Até o momento, a concessionária e as companhias aéreas não divulgaram um balanço oficial com o número de voos atrasados, cancelados, alternados para outros aeroportos ou a quantidade de passageiros afetados.

Ao contrário do que muitas pessoas imaginam, o problema não é a chuva ou o frio, mas sim a visibilidade disponível para que pilotos consigam identificar a pista durante as fases finais do pouso.

Mesmo operando sob regras de voo por instrumentos (IFR), cada procedimento possui limites mínimos de visibilidade e altura de decisão definidos por normas internacionais e pelas características do aeroporto.

Quando esses mínimos deixam de ser atendidos, os pilotos não podem prosseguir com a aproximação. Nesses casos, realizam uma arremetida ou seguem para um aeroporto alternativo até que as condições melhorem ou ficam voando em orbita – por um determinado tempo -. próximo ao aeroporto aguardando melhoras para tentar novamente o pouso.

Da mesma forma, as decolagens também dependem de limites mínimos de visibilidade, que variam conforme o procedimento publicado e os equipamentos disponíveis no aeroporto.

O Aeroporto de Congonhas possui uma das operações mais intensas do Brasil, com pousos e decolagens ocorrendo em intervalos muito curtos ao longo do dia.

Além disso, está inserido em uma área urbana bastante adensada e conta com pistas relativamente curtas quando comparadas a aeroportos internacionais como o Internacional de Guarulhos, por exemplo.

Embora disponha de modernos auxílios à navegação, as operações continuam sujeitas aos mínimos operacionais estabelecidos para cada procedimento de aproximação.

Por isso, episódios de nevoeiro intenso podem reduzir significativamente a capacidade operacional do aeroporto, exigindo a interrupção temporária das operações até que a visibilidade volte a níveis seguros.

Mesmo quando o aeroporto reabre, os reflexos continuam.
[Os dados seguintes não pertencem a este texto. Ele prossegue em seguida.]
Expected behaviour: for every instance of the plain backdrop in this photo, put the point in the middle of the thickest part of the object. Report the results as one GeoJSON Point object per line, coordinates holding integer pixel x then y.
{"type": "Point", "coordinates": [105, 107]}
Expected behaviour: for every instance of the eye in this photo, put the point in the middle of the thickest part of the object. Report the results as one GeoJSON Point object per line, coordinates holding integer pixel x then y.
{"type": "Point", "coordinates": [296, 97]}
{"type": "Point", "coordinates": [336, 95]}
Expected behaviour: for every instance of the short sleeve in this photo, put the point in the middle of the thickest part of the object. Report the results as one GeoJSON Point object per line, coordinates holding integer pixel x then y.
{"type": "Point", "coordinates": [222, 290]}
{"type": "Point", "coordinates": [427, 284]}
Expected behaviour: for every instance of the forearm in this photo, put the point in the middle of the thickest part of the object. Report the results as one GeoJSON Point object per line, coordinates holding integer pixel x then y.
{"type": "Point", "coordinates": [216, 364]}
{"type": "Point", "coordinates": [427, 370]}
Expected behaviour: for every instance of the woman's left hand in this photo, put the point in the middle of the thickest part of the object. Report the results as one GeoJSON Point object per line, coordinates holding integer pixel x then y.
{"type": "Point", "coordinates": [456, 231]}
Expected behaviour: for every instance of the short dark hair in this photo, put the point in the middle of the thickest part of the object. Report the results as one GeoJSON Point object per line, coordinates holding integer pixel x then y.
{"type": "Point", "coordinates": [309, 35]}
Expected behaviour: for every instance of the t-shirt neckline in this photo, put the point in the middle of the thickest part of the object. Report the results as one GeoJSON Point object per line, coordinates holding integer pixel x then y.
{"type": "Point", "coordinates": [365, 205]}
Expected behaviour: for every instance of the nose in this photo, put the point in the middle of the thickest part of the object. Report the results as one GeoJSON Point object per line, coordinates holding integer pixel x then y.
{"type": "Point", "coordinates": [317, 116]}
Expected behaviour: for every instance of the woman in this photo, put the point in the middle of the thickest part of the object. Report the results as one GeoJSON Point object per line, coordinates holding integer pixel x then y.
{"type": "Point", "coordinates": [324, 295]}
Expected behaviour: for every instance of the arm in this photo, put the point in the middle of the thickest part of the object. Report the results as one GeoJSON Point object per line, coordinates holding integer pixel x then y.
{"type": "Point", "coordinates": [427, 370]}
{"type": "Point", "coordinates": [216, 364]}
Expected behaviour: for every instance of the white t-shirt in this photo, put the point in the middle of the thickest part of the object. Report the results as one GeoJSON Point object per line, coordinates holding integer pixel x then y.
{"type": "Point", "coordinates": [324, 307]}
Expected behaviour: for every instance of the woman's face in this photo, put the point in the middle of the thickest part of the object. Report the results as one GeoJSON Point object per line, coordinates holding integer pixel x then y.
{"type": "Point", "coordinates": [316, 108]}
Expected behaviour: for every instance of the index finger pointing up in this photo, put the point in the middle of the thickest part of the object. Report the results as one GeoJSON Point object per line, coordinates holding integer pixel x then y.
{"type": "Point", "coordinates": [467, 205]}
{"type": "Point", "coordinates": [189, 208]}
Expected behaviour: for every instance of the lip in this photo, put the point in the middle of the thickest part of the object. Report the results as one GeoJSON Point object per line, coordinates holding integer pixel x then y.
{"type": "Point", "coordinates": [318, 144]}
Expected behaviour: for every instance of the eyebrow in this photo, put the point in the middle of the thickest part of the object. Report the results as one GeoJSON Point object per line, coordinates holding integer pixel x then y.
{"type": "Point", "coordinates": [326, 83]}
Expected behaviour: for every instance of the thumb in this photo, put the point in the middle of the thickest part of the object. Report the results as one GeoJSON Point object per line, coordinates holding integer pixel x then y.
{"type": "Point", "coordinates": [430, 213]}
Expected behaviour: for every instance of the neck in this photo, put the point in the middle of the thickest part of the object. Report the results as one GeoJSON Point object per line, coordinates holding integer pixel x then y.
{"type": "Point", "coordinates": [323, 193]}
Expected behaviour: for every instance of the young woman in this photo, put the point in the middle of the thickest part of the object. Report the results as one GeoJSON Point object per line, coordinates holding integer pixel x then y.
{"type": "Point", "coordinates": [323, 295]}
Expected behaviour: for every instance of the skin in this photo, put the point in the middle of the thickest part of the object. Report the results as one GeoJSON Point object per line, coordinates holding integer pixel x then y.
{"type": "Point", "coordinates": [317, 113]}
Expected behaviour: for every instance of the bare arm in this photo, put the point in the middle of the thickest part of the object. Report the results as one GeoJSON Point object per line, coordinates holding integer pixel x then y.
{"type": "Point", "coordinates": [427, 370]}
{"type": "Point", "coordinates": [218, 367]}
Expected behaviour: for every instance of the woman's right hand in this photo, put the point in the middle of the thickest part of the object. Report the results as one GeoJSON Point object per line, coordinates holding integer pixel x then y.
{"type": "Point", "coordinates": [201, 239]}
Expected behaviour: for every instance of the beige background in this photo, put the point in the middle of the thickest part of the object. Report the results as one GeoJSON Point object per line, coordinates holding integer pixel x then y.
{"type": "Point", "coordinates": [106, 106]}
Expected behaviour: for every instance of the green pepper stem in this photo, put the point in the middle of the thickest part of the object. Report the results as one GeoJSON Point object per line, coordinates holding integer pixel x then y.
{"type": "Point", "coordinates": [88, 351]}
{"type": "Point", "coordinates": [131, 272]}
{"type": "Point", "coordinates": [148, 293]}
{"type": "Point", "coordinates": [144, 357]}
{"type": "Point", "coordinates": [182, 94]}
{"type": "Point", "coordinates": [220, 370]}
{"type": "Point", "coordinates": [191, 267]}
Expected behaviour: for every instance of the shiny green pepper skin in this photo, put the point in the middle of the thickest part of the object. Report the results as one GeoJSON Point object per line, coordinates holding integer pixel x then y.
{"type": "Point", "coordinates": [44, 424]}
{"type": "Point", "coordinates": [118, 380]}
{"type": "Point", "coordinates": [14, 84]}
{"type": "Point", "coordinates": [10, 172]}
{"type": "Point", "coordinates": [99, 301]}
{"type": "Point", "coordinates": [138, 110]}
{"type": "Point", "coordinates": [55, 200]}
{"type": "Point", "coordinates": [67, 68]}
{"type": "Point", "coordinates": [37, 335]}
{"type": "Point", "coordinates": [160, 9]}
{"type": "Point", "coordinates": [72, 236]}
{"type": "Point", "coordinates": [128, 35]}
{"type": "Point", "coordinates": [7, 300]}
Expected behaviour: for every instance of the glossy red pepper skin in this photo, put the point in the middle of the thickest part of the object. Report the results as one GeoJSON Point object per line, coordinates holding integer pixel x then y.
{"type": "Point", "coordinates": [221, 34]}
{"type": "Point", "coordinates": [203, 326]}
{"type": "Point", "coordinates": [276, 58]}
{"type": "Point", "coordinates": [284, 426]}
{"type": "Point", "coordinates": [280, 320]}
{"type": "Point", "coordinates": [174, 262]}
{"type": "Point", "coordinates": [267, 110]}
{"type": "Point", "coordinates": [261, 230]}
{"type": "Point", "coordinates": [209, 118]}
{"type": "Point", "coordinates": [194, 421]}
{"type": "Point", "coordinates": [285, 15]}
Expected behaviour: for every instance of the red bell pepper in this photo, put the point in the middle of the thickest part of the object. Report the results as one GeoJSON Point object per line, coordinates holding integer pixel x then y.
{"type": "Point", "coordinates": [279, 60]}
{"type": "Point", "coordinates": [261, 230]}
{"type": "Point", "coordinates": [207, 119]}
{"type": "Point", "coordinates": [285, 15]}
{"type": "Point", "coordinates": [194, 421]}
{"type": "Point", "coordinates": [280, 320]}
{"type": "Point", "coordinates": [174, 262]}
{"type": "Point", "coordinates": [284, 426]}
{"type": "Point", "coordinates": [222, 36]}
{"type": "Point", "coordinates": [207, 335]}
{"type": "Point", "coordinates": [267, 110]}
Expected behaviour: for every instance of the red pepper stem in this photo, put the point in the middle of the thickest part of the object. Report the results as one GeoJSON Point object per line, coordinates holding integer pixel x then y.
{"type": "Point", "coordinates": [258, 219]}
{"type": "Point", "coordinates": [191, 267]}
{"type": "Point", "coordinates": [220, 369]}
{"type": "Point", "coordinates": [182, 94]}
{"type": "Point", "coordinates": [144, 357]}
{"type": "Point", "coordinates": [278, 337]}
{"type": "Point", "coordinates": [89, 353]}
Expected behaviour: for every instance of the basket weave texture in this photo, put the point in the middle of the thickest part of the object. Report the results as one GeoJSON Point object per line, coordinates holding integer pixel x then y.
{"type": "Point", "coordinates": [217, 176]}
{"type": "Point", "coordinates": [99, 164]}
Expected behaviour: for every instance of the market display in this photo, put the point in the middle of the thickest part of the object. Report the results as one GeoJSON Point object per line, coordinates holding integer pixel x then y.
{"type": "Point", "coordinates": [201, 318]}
Isso acontece porque a malha aérea trabalha com horários muito ajustados.

Quando um avião atrasa em São Paulo, ele pode atrasar também os próximos trechos da rota. Assim, o problema chega a outros aeroportos.

Além disso, companhias precisam reorganizar aeronaves, tripulações e conexões. Em alguns casos, passageiros também perdem embarques seguintes.

Por isso, em dias de nevoeiro, o passageiro deve consultar a companhia aérea antes de sair de casa.

Embora o fechamento temporário cause transtornos para milhares de passageiros, a decisão segue protocolos internacionais de segurança operacional.

Na aviação, interromper pousos e decolagens diante de condições meteorológicas desfavoráveis não representa uma falha do sistema, mas justamente o funcionamento correto das barreiras de segurança que tornam o transporte aéreo um dos meios mais seguros do mundo.

Após a dissipação do nevoeiro, as operações em Congonhas foram retomadas gradualmente e a malha aérea começou a retornar à normalidade.